Apart from the training of over 600 Nigerian youth in ship building, Attah said the plan also earned Nigeria foreign exchange and placed participating Nigerian companies, including Berger Paints PLC, Paints and Coatings Manufacturers Nigeria PLC and Nexans KabelMetal Ltd, Vina Furniture and I.O Furniture companies on the exporters’ list.
The signing of the Nigerian Content Plan for the Train 7 works, he said, will strengthen the NLNG’s commitment to further contribute to the advancement of growth in the Nigerian economy.
“After 19 years in operation, NLNG’s six trains plant has generated more than $100 billion in revenue and paid over $16 billion dividends to the Federal Government, through NNPC 49 percent shareholding.
“The company has also paid over $13 billion to the Federal Government for feed-gas purchases and $6.5 billion in taxes,” he said.
With the agreement, Mr Attah said the NLNG would want NCDMB’s support on Train 7 project to continue towards realising Nigeria’s aspiration to increase its gross domestic product (GDP) and diversify the economy by enhancing the ease of doing business.
In his remarks, Mr Wabote commended the NLNG for being the first operator in the midstream sector to sign the Nigerian Content Plan for the NLNG Train-7 project.

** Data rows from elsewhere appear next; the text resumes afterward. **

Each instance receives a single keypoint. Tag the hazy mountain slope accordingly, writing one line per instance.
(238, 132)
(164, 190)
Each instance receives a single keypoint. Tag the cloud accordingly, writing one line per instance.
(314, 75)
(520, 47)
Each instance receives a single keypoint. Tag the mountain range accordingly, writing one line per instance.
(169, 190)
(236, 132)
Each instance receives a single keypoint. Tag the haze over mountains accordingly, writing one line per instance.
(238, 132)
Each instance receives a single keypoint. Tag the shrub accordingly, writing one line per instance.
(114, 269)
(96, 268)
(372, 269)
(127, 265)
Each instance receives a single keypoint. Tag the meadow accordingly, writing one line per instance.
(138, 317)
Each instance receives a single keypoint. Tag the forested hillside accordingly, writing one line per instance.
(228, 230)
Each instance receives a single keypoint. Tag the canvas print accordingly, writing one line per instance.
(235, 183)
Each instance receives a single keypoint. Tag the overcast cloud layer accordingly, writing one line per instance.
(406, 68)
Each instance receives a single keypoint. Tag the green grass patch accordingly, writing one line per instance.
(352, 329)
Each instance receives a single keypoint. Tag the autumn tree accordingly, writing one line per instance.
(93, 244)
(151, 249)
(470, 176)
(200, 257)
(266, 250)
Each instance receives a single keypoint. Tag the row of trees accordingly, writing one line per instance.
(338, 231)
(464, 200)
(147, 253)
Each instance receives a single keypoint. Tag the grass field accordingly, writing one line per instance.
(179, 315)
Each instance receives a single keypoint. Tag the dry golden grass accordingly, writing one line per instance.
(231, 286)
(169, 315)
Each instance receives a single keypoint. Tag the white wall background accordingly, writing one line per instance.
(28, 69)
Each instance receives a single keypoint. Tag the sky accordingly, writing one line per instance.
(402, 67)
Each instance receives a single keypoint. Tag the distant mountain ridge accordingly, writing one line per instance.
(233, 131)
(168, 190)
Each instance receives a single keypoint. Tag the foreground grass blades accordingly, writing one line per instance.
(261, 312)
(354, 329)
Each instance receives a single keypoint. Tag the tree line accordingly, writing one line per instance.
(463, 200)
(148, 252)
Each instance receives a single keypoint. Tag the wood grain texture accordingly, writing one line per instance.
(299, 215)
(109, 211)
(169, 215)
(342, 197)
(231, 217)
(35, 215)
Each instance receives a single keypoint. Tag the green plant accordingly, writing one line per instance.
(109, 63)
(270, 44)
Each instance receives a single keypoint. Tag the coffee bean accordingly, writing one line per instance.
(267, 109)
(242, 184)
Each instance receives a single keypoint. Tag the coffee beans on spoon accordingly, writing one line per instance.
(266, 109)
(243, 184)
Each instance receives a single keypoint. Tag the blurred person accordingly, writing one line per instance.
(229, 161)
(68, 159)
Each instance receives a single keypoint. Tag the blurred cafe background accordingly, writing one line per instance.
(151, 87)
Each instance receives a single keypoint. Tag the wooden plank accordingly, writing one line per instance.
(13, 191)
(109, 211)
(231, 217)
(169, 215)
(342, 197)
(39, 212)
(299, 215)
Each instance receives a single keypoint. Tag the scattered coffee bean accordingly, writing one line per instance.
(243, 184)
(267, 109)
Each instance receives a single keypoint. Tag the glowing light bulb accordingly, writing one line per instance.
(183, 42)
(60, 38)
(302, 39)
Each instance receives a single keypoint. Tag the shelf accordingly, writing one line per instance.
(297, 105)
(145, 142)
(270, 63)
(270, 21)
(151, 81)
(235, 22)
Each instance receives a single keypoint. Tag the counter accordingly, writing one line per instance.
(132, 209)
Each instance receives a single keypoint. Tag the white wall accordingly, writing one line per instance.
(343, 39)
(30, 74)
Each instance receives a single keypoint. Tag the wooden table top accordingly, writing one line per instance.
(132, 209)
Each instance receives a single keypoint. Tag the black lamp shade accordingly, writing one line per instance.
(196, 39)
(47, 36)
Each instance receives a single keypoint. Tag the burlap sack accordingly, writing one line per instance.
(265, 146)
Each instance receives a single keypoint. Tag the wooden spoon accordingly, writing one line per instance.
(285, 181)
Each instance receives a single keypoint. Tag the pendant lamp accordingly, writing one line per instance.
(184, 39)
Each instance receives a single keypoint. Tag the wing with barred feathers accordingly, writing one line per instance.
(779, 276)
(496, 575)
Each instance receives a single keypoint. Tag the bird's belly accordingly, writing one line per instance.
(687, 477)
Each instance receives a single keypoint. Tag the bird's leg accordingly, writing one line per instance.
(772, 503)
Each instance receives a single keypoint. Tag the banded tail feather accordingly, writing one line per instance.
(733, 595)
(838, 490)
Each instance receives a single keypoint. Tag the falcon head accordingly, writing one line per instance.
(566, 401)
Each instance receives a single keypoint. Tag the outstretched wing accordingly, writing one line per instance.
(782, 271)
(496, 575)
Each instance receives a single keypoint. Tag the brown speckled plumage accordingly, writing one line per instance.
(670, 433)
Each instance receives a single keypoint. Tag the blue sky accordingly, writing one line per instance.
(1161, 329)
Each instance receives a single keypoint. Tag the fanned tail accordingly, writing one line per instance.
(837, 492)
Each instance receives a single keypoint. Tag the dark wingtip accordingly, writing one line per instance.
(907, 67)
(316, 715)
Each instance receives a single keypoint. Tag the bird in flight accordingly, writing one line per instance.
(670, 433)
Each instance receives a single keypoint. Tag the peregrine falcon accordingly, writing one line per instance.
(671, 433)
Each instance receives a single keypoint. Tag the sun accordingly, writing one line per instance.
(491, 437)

Mr Wabote said NLNG was also the first to implement the service level agreements (SLAs) concept introduced in May 2017 to help improve the Ease of Doing Business and cut down on the long tendering and contracting timelines in the industry.
Since the SLAs, he said the contracting timelines between the NCDMB and NLNG has improved, with several requests and approvals completed within 90 days, against the previous nine months duration.
The NCDMB scribe said the SLA aided the timely completion of the Nigerian Content Plan for the Train-7 project expected to ramp up NLNG’s production capacity by 35 per cent from 22 million tonnes per annum to 30 million tonnes per annum.
Benefits of content plan
The Train-7 Nigerian Content plan, Wabote explained, has provision for 100 percent engineering of all non-cryogenic areas in-country, totaling 55 percent man-hours, which exceeds the minimum level stipulated in the Nigerian Oil & Gas Industry Content Development (NOGICD) Act.
The construction of Train-7 of the NLNG project will deliver 100 percent in-country fabrication of the condensate stabilization unit, pipe-racks, flare system, and non-cryogenic vessels, apart from site civil works on roads, piling, and jetties.
“There will be 100% local procurement of all low and high voltage cables, all non-cryogenic valves, protective coatings, and all sacrifice anodes. About 70% of all non-cryogenic pumps and control valves will be assembled in-country.
“Other spin-off opportunities includes logistics, equipment leasing, insurance, hotels, office supplies, aviation, haulage, and many more. With the increased number of trains in NLNG, there is also huge scope for local businesses to build capabilities in the maintenance of LNG plants especially in the area of cryogenics,” Wabote said.
At its peak production, he said the NLNG Tran 7 plant will provide direct, indirect, and induced employment of over 10,000 workers, apart from its capacity to attract other upstream gas supply projects.